FEATUREOWNERS
fahad19 opened this issue · comments
Background
GitHub has a CODEOWNERS functionality here
Example:
# .github/CODEOWNERS
##
# all files
#
* @global-owner1 @global-owner2
##
# specific file
#
some/file/path.txt @username
This helps automatically assign code reviewers, and wait for their approval before merging any PRs if affected files belong to one of the path patterns defined in CODEOWNERS file.
Enter Featurevisor
Featurevisor, by default, is filesystem based.
You can fine the definitions spec here:
Features also have the concept of environments, and if you have multiple environments (like staging and production), those rules are defined in one single file together:
# features/my_feature.yml
description: My feature
tags:
- all
bucketBy: userId
environments:
production:
rules:
- key: "1"
segments: "*"
percentage: 100
staging:
rules:
- key: "1"
segments: "*"
percentage: 100
Challenge
Having all environments rules defined in one file makes it difficult to make use of CODEOWNERS, because you can't let one group of users own staging rules, while letting another group to own production rules.

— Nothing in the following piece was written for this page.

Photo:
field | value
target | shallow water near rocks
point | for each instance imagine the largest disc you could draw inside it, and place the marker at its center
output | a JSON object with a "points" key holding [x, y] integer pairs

There was an exploration of solving this problem in #180, but that still leaves room for abuse.
Proposal
Similar to CODEOWNERS
, a new FEATUEOWNERS
file can be created.
Assuming we care about GitHub only for now, it would be placed in .github/FEATUREOWNERS
next to CODEOWNERS
file.
The spec of the file could be like this:
# .github/FEATUREOWNERS
##
# Everything
#
* @username
##
# Specific feature (all environments)
#
my_feature @username
##
# Specific feature, with specific environments
#
my_feature staging @user-1
my_feature production @user-2
Workflows set up
These are several events that this solution should react to:
- pull_request: assign Feature reviewers to PR automatically when PR is first opened
- pull_request_review, push: check if all required reviewers have approved the PR already
Expectation
I am less opinionated about the full implementation, but my expectation is to have a reusable solution somehow.
So that people who set up Featurevisor projects (which are private repos) can plug this behaviour in with ease.
Once we make it work for GitHub, we can explore a plugin-based solution to this, where GitHub becomes one of the plugins. Leaving room for adding more plugins for other Git hosting providers like GitLab, BitBucket etc.
The solution can live outside of this monorepo.